Bruce nodded. "Except he does it with ships and paint."

Tiger paused before a metal door. Suspicion twisted his scarred face. "Yeah. He has the ships painted while they're out at sea. How'd you guess that?"

"Just lucky," Bruce replied easily.

Tiger hammered on the door until it cracked open and a sleepy Oriental face peered out.

"I want to talk to Khalki," Tiger said, thrusting his weight against the door to prevent the doorkeeper from slamming it shut.

They exchanged insults. Batman was not surprised to find that Tiger knew the coarser words of several languages. But the door finally swung open. Bruce Wayne thought he'd seen the worst Gotham City had to offer, but he wasn't prepared for the squalor inside the abandoned factory building.

"They pay rent by the square foot," Tiger explained as he wove confidently through the hivelike structure.

"Who are they? What are they doing here?"

"Illegals. We sneak some of 'em in along with everything else, but they come from all over---for the opportunity. These ain't the homeless or the unemployed. These are the cream of the fourth world. They all got jobs---and they're makin' more money than they could at home. They don't wanna spend anything on themselves 'cause they all got families at home they're sendin' money to. So they come here. Some of the old-timers make their money subleasing toilets. There's a friggin' waitin' list for this hellhole. What you see here, my friend, is the future of America."

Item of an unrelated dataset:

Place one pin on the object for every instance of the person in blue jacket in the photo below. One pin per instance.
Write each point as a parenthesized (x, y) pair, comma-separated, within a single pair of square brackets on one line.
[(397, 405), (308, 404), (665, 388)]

There was no electricity, no water, no sanitation. Men---there were no women here---lived cheek-by-jowl in conditions worse than any antiquated prison. Most of them were asleep in cells no larger than the reeking mattresses they slept on. The little light came from candles and open-flame lamps. Bruce Wayne couldn't keep himself from looking into the cells, into the wide-eyed faces with their uncanny mixture of fear and hope.

The faces were timeless. Bruce Wayne had seen them staring out of hovels and boxes all around the world, coal mines and prison camps, nineteenth-century pictures of immigrants and fourteenth-century engravings of Black Death survivors. They were all steerage passengers on the ships of fools. He could barely contain his outrage. No man should live like this, and yet there was a measure of truth in Tiger's cynicism. Life in the subbasement of America held more opportunity and hope than life in much of the rest of the world.

Bruce was thinking about the drug-ravaged East End and comparing it to this when Tiger led them into what appeared to be a cul-de-sac.

"Khalki---open up." Tiger pounded the cheap wallboard until the dust billowed. "Dammit, you've been pestering me for days. It's Tiger. Open up!"

Other voices, awakened and angered by Tiger's shouts, joined the chorus. There was hatred here, held barely in check by the fear and the hope. Bruce Wayne hooked a finger over his collar and swallowed anxiously. If this place erupted, no one would get out alive.